Q6:  If I have an existing cohort with more than 2000 participants, may I propose to continue following my cohort via this FOA?

A6:  These types of applications are best suited for NHLBI’s related FOA, PAR-17-338 (see Q5 above).  If applicants intend to apply to PAR-18-577, they must provide compelling justification for how the existing cohort will be made novel under this FOA (e.g., new clinical measurements, addition of novel scientific hypotheses).  Simply stating that a detailed assessment of cohort participants is needed will not be a compelling justification.

Q7:  The FOA mentions that NHLBI currently funds several large epidemiology cohort studies.  Where can I find a list of these cohort studies?

A7:  A partial list of NHLBI’s large epidemiology cohort studies can be found at: https://www.nhlbi.nih.gov/science/population-and-epidemiology-studies.

Q8:  Do heart, lung, blood, and sleep hypotheses need to be included in my application, or may I focus on only one phenotype or heart/lung/blood/sleep domain?

A8:  No, applicants do not need to study heart and lung and blood and sleep scientific hypotheses; studies may focus on heart or lung or blood or sleep hypotheses.  Applicants are free to study as few or as many phenotypes as they want; the only requirement is that the cohort study is designed to address multiple scientific hypotheses.  As an example, studies may propose to cover multiple phenotypes with only one or a few hypotheses per phenotype, or alternatively studies may propose to focus on one phenotype with multiple hypotheses for this single phenotype.

Q9:  Are registries eligible for this FOA?

A9:  Yes, registries are eligible for this FOA.  However, a key component to this FOA is to support a detailed baseline assessment on participants to address a wide array of research questions.  Therefore, the registry should have the ability to re-contact registry members to perform detailed assessments to gather suitable baseline data for longitudinal follow-up. 

Preparing the Application

Q10:  The application receipt dates for this FOA do not align with the standard timelines provided in the NHLBI’s policy for applications with direct costs that exceed the program project grant (PPG) cap of $1,515,000.  How will these applications be handled?
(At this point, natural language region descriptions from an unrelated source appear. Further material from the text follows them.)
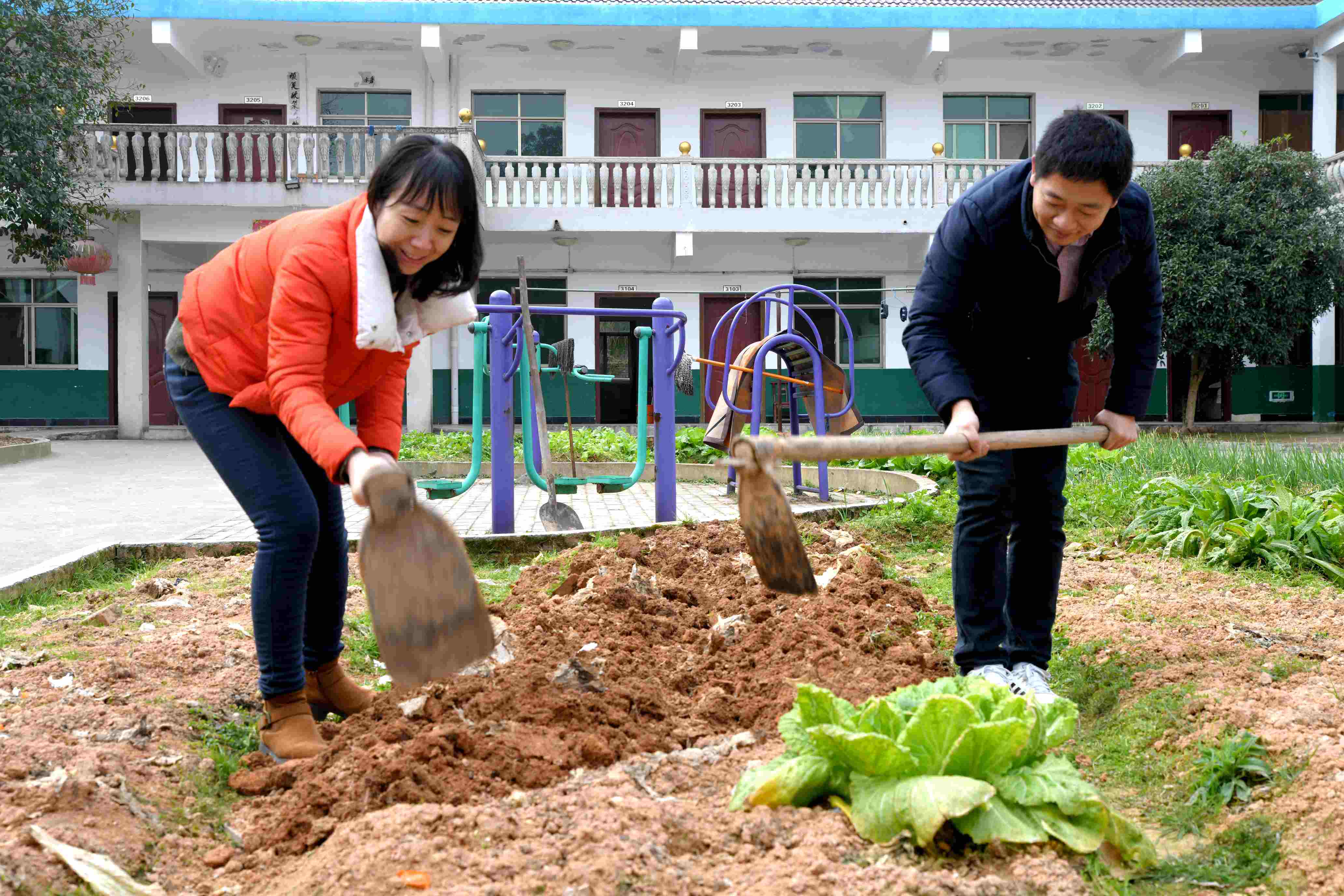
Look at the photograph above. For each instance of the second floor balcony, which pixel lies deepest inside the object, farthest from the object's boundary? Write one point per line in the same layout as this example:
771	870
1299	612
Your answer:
307	167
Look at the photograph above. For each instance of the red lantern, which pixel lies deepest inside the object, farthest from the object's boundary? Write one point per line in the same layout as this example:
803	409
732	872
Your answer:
89	260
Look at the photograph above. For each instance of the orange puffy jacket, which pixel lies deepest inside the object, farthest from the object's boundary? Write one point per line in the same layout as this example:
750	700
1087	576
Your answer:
300	319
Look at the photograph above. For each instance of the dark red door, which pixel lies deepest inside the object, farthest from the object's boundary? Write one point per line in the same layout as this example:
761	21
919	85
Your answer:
732	135
253	116
1095	379
163	312
627	133
713	308
146	113
1199	130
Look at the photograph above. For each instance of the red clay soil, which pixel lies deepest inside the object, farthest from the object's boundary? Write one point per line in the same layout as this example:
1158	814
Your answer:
646	668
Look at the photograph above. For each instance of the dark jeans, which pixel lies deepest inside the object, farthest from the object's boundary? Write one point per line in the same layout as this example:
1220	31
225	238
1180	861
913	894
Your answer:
1009	543
303	569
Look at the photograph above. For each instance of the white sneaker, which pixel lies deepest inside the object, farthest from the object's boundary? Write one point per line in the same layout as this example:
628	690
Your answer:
995	674
1031	681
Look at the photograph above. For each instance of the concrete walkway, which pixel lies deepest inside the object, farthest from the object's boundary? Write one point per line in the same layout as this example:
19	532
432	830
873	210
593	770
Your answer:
99	492
92	494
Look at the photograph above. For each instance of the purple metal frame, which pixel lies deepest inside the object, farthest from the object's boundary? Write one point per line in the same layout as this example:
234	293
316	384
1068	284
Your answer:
506	327
759	374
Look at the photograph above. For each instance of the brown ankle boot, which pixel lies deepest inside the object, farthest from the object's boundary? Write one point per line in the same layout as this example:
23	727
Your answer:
288	730
330	690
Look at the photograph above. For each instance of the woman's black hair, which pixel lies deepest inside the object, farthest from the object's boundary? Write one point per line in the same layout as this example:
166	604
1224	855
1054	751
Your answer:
1086	146
428	173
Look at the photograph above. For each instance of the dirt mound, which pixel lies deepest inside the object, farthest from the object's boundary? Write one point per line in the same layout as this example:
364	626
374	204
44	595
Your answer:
652	647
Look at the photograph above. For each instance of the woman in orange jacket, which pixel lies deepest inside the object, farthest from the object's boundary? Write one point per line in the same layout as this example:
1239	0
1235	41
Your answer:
277	331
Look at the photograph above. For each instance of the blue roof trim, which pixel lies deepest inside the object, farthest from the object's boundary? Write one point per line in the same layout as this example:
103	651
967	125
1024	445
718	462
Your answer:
1328	10
737	15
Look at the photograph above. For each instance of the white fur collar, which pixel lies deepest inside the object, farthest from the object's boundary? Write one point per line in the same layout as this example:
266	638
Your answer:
392	324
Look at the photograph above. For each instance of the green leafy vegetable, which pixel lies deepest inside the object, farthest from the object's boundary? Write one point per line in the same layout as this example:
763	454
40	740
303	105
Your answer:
955	750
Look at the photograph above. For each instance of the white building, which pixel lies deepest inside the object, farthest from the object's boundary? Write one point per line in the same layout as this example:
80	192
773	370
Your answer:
636	123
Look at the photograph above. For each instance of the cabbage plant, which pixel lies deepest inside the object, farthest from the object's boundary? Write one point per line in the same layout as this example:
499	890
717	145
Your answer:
955	750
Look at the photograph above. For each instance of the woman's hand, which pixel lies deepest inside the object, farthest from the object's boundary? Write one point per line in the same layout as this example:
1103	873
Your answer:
1124	430
965	422
361	467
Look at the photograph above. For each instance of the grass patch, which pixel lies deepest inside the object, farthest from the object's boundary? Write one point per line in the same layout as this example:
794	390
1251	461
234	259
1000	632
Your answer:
920	523
1287	667
1089	679
224	735
1242	856
115	577
362	647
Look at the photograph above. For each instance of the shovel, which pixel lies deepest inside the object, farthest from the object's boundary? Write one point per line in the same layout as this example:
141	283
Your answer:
423	595
768	522
554	515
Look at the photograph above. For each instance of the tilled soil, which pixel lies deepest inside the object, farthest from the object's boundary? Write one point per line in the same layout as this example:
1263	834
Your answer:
615	778
631	635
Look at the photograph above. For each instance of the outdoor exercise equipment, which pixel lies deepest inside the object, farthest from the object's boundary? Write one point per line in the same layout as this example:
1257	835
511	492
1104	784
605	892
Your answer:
660	348
769	527
452	488
554	515
804	362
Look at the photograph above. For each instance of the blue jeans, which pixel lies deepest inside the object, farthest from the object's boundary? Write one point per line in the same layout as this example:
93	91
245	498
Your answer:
303	567
1009	543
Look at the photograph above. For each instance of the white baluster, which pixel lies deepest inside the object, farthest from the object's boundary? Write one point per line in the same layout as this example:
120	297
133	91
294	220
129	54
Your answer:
323	155
139	146
264	156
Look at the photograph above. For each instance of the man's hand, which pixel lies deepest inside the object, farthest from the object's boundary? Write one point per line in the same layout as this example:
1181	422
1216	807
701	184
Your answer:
361	467
1124	430
965	422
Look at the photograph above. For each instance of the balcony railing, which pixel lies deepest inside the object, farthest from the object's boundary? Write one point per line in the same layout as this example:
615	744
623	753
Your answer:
248	154
346	155
537	182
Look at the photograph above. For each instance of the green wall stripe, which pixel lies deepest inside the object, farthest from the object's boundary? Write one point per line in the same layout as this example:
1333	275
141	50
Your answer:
53	396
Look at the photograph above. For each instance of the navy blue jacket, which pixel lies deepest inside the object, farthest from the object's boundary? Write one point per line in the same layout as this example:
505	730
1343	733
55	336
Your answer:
986	323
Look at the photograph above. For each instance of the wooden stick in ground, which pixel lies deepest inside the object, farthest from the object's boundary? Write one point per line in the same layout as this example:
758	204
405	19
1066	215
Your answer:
775	377
767	520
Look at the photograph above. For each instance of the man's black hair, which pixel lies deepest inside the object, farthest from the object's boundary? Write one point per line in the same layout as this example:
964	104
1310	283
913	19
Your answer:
1086	146
429	173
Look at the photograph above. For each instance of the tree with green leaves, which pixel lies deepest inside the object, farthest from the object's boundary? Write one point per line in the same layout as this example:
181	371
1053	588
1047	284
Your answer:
1252	245
62	66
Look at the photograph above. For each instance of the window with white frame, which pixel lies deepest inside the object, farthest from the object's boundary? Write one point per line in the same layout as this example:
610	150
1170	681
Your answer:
987	125
521	124
861	300
838	125
39	322
361	109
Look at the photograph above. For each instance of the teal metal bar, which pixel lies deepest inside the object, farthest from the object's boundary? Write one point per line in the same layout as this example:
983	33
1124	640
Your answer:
452	488
605	484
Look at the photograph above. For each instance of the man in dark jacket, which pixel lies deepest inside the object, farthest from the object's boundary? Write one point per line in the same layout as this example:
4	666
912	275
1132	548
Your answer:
1011	281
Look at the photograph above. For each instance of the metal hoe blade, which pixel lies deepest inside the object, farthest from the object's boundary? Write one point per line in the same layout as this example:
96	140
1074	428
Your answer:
423	594
769	527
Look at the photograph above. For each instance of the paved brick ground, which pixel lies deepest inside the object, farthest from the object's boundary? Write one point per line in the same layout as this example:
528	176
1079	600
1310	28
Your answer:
471	512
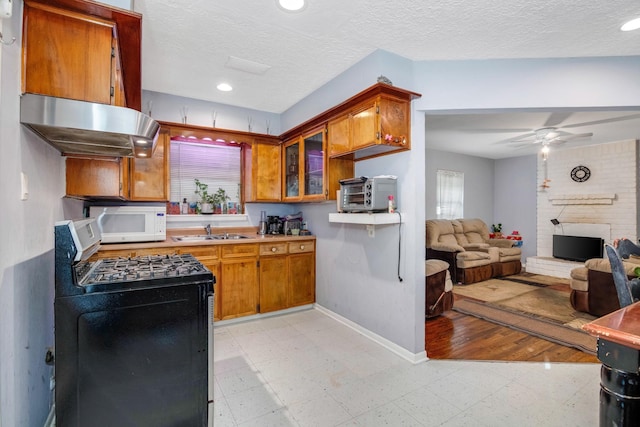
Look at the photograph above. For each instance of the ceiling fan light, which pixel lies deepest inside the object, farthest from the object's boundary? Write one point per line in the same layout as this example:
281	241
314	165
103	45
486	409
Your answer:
291	5
634	24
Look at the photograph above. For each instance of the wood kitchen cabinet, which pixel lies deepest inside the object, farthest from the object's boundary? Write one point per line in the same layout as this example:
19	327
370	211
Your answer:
287	275
302	273
274	290
308	175
237	291
69	55
82	50
261	170
135	179
149	178
376	126
209	256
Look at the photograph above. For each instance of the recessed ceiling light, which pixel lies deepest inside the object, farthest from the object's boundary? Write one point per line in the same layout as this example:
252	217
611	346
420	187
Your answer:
634	24
292	5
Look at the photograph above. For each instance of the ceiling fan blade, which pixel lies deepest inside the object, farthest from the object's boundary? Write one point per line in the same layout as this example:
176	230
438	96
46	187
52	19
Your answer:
556	119
603	121
569	137
487	130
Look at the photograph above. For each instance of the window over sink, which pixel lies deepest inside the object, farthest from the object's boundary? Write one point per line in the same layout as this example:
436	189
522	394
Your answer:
215	164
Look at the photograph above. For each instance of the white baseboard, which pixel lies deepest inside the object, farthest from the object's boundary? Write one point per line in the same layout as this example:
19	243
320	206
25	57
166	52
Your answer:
414	358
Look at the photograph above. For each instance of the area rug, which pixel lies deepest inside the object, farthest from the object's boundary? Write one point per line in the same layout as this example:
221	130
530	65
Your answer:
534	304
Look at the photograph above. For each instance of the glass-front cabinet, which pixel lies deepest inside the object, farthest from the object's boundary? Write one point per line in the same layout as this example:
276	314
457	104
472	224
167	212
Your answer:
304	167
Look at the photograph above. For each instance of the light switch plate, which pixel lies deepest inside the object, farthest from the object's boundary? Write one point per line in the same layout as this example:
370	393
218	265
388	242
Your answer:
5	8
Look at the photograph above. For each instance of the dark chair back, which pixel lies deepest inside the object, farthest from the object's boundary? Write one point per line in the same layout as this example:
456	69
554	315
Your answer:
620	279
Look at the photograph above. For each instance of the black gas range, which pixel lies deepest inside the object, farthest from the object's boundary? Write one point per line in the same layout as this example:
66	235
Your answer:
131	335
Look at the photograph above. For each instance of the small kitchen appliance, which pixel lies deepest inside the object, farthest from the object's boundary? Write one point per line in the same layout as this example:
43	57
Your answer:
367	194
125	224
131	335
275	224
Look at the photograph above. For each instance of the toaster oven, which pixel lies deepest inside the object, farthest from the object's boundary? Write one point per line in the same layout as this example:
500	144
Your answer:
367	194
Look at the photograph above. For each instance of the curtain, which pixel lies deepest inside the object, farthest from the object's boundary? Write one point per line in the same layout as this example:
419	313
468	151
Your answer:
450	194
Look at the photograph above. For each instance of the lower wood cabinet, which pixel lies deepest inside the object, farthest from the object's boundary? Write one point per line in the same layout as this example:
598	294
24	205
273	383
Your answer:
250	278
287	275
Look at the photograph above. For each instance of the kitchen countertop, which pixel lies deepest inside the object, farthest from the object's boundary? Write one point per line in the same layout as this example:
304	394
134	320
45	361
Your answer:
250	232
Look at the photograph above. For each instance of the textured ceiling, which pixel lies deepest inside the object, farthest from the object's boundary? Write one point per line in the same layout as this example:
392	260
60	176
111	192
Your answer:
186	44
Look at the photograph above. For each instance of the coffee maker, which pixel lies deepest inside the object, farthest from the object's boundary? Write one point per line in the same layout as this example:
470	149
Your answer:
274	224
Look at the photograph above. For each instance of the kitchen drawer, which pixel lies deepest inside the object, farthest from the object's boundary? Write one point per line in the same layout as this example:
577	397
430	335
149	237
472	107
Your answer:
273	248
202	252
236	251
301	246
157	251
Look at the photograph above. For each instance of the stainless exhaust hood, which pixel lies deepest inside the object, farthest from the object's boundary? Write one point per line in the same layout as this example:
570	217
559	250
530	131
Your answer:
79	127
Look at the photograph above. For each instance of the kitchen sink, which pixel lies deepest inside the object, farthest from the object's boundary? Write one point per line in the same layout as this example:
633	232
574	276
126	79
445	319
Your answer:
202	237
228	236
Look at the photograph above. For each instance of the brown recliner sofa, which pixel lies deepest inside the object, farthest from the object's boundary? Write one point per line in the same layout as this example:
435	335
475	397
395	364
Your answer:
592	287
471	254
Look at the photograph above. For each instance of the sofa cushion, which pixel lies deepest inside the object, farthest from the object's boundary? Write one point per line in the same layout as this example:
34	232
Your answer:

A10:  The NHLBI normally only considers applications that exceed the PPG cap twice per year.  However, for this FOA only, the NHLBI will conduct a single ad hoc consideration of these applications for each of the receipt dates.  To accommodate this ad hoc consideration, applicants MUST abide by the following deadlines for applications that exceed the PPG cap; these dates supersede the deadlines listed online in the NHLBI’s policy (https://www.nhlbi.nih.gov/grants-and-training/policies-and-guidelines/applications-with-direct-costs-of-500000-or-more-in-any-one-year).

Milestone

Cycle 1

Cycle 2

Staff consultation due

March 1, 2018

February 28, 2020

Letter of request due

March 6, 2018

March 8, 2020

Notification of NHLBI’s decision

April 17, 2018

April 17, 2020

Receipt date

June 5, 2018

June 5, 2020

Scientific merit review

October 2018

October 2020

Advisory Council review

January 2019

January 2021

Earliest start date

April 2019

April 2021

Note that if NHLBI grants permission to submit an application for peer review, it does NOT guarantee that the NHLBI will fund the application or that it will fund the application at the requested levels, regardless of the outcome of peer review.

Q11:  What does the required staff consultation entail?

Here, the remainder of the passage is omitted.